Humphry Davy was born on 17 December 1778 in Cornwall in England. At the age of 19 he went to Bristol to study science. He became interested in chemistry after reading Antoine Lavoisier’s Traite Elementaire. He investigated gases and in 1800 published the results of his work in “Researches, Chemical and Philosophical.” This made his reputation and in 1801 he was hired as an assistant lecturer in chemistry at the Royal Institution in London, where he was a great success.
ELECTROCHEMISTRY
In 1800 the Italian scientist Alessandro Volta had introduced the first battery, which Davy used for what is now called electrolysis. He then tried passing current through molten compounds, and his persistence was rewarded when he was able to separate globules of pure metal by these means. His first successes came in 1807 with the separation of potassium from molten potash and of sodium from common salt (NaCl). He was able to isolate a series of substances for the first time, and calcium, strontium, barium, and magnesium were produced in 1808. He also studied the forces involved in these separations, inventing the new field of electrochemistry. Davy was then considered as one of Britain’s leading scientists and he was knighted in 1812.
ALUMINUM IS PRODUCED
In 1825 Hans Christian Ørsted, professor at the University of Copenhagen, first successfully isolated aluminum in a pure form by the reaction of potassium amalgam on anhydrous aluminum chloride, AlCl^sub 3^. As mentioned already, Humphry Davy had been unsuccessful at such attempts.

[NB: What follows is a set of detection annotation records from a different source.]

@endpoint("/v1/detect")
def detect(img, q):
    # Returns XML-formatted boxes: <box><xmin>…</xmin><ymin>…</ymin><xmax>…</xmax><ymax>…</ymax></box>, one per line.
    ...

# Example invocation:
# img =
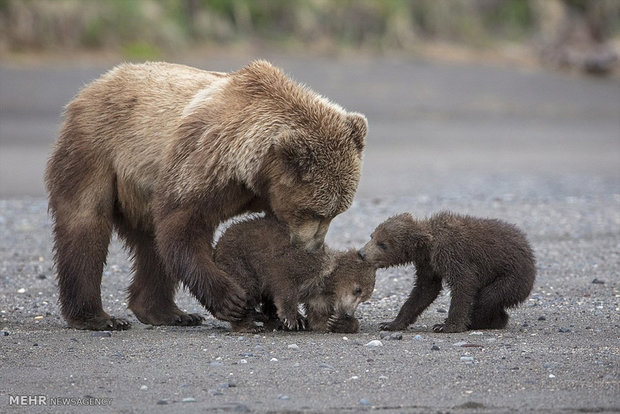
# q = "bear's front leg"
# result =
<box><xmin>156</xmin><ymin>209</ymin><xmax>252</xmax><ymax>322</ymax></box>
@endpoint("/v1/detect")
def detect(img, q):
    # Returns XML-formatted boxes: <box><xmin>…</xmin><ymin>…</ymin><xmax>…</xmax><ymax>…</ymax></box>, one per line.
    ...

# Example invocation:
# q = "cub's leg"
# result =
<box><xmin>433</xmin><ymin>270</ymin><xmax>477</xmax><ymax>333</ymax></box>
<box><xmin>379</xmin><ymin>268</ymin><xmax>441</xmax><ymax>331</ymax></box>
<box><xmin>327</xmin><ymin>315</ymin><xmax>360</xmax><ymax>333</ymax></box>
<box><xmin>471</xmin><ymin>277</ymin><xmax>512</xmax><ymax>329</ymax></box>
<box><xmin>117</xmin><ymin>226</ymin><xmax>204</xmax><ymax>326</ymax></box>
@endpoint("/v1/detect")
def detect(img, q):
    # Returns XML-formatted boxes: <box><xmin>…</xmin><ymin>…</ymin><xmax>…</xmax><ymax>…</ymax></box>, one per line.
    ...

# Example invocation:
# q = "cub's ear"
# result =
<box><xmin>347</xmin><ymin>112</ymin><xmax>368</xmax><ymax>154</ymax></box>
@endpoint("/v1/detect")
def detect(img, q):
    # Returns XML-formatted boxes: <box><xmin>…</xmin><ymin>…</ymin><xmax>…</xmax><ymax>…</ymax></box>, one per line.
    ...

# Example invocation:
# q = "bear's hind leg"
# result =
<box><xmin>119</xmin><ymin>225</ymin><xmax>204</xmax><ymax>326</ymax></box>
<box><xmin>50</xmin><ymin>200</ymin><xmax>130</xmax><ymax>330</ymax></box>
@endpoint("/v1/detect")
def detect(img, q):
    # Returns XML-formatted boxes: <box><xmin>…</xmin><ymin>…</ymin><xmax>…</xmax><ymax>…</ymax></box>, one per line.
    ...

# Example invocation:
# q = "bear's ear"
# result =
<box><xmin>347</xmin><ymin>112</ymin><xmax>368</xmax><ymax>154</ymax></box>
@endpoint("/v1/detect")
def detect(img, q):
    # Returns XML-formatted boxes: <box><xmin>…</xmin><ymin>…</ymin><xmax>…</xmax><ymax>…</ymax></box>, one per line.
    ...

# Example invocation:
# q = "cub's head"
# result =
<box><xmin>358</xmin><ymin>213</ymin><xmax>432</xmax><ymax>268</ymax></box>
<box><xmin>329</xmin><ymin>250</ymin><xmax>376</xmax><ymax>318</ymax></box>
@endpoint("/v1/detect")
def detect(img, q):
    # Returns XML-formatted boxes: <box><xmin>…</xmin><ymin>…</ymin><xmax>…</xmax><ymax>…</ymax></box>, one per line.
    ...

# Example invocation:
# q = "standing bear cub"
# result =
<box><xmin>214</xmin><ymin>216</ymin><xmax>376</xmax><ymax>333</ymax></box>
<box><xmin>45</xmin><ymin>61</ymin><xmax>367</xmax><ymax>329</ymax></box>
<box><xmin>359</xmin><ymin>212</ymin><xmax>536</xmax><ymax>332</ymax></box>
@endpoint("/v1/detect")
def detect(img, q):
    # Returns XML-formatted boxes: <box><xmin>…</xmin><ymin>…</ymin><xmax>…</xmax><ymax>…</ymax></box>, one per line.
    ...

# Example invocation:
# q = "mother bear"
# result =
<box><xmin>46</xmin><ymin>61</ymin><xmax>367</xmax><ymax>330</ymax></box>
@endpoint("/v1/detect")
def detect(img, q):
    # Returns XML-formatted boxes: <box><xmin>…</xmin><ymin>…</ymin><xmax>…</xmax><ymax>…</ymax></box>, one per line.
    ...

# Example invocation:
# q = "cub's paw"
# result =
<box><xmin>379</xmin><ymin>321</ymin><xmax>407</xmax><ymax>331</ymax></box>
<box><xmin>327</xmin><ymin>315</ymin><xmax>360</xmax><ymax>333</ymax></box>
<box><xmin>433</xmin><ymin>323</ymin><xmax>467</xmax><ymax>333</ymax></box>
<box><xmin>282</xmin><ymin>313</ymin><xmax>308</xmax><ymax>331</ymax></box>
<box><xmin>205</xmin><ymin>283</ymin><xmax>256</xmax><ymax>322</ymax></box>
<box><xmin>68</xmin><ymin>315</ymin><xmax>131</xmax><ymax>331</ymax></box>
<box><xmin>171</xmin><ymin>313</ymin><xmax>205</xmax><ymax>326</ymax></box>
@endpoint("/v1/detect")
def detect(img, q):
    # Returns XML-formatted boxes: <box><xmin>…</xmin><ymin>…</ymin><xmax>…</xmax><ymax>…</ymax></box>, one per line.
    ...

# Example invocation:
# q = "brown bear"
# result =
<box><xmin>46</xmin><ymin>61</ymin><xmax>367</xmax><ymax>329</ymax></box>
<box><xmin>359</xmin><ymin>212</ymin><xmax>536</xmax><ymax>332</ymax></box>
<box><xmin>214</xmin><ymin>216</ymin><xmax>376</xmax><ymax>333</ymax></box>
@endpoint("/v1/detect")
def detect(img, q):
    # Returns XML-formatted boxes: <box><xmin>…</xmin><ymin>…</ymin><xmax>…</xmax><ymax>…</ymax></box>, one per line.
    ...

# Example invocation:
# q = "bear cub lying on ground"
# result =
<box><xmin>214</xmin><ymin>216</ymin><xmax>376</xmax><ymax>333</ymax></box>
<box><xmin>359</xmin><ymin>212</ymin><xmax>536</xmax><ymax>332</ymax></box>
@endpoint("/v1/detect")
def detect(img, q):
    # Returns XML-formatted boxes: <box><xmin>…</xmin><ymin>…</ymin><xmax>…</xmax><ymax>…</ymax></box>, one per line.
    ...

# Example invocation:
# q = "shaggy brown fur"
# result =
<box><xmin>359</xmin><ymin>212</ymin><xmax>536</xmax><ymax>332</ymax></box>
<box><xmin>46</xmin><ymin>61</ymin><xmax>367</xmax><ymax>329</ymax></box>
<box><xmin>214</xmin><ymin>217</ymin><xmax>376</xmax><ymax>332</ymax></box>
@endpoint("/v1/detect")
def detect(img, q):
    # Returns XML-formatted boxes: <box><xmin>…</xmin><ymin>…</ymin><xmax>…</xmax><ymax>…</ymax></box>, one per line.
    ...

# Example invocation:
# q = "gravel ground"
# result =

The reason for this is that aluminum oxide (alumina) is so stable that it could not be reduced by the methods that were commonly used in those days. The reduction with carbon works well for many other metal oxides, but this is extremely difficult with alumina. The trick used by the Danish physician was to heat aluminum chloride together with metallic potassium.
The product was not particularly pure and the German scientist Friedrich Wöhler developed the method further two years later. He was the first to produce pure metallic aluminum by use of the same method. The aluminum was produced in the form of a grey powder, but the small amount was insufficient to establish the properties of the metal. Wöhler returned to the problem of isolating aluminum in 1845 and then 10-15 mg of metal globules were produced by passing AlCl^sub 3^ vapor over molten potassium. Some properties of the metal could then be reported, such as its density, malleability, and ductility. He also discovered the aluminum had a relatively low melting point. In 1855, ignorant of what Friedrich Wöhler had done ten years previously, a French chemist, Henri Etienne SainteClaire Deville succeeded in obtaining metallic aluminum, and ultimately he devised a method by which the metal could be prepared on a large scale with the aid of sodium. It took another three decades before Charles Martin Hall and Paul L.T. Héroult. independently of each other, invented the process of electrolysis of alumina in a cryolitic melt. And the rest, as they say, is history.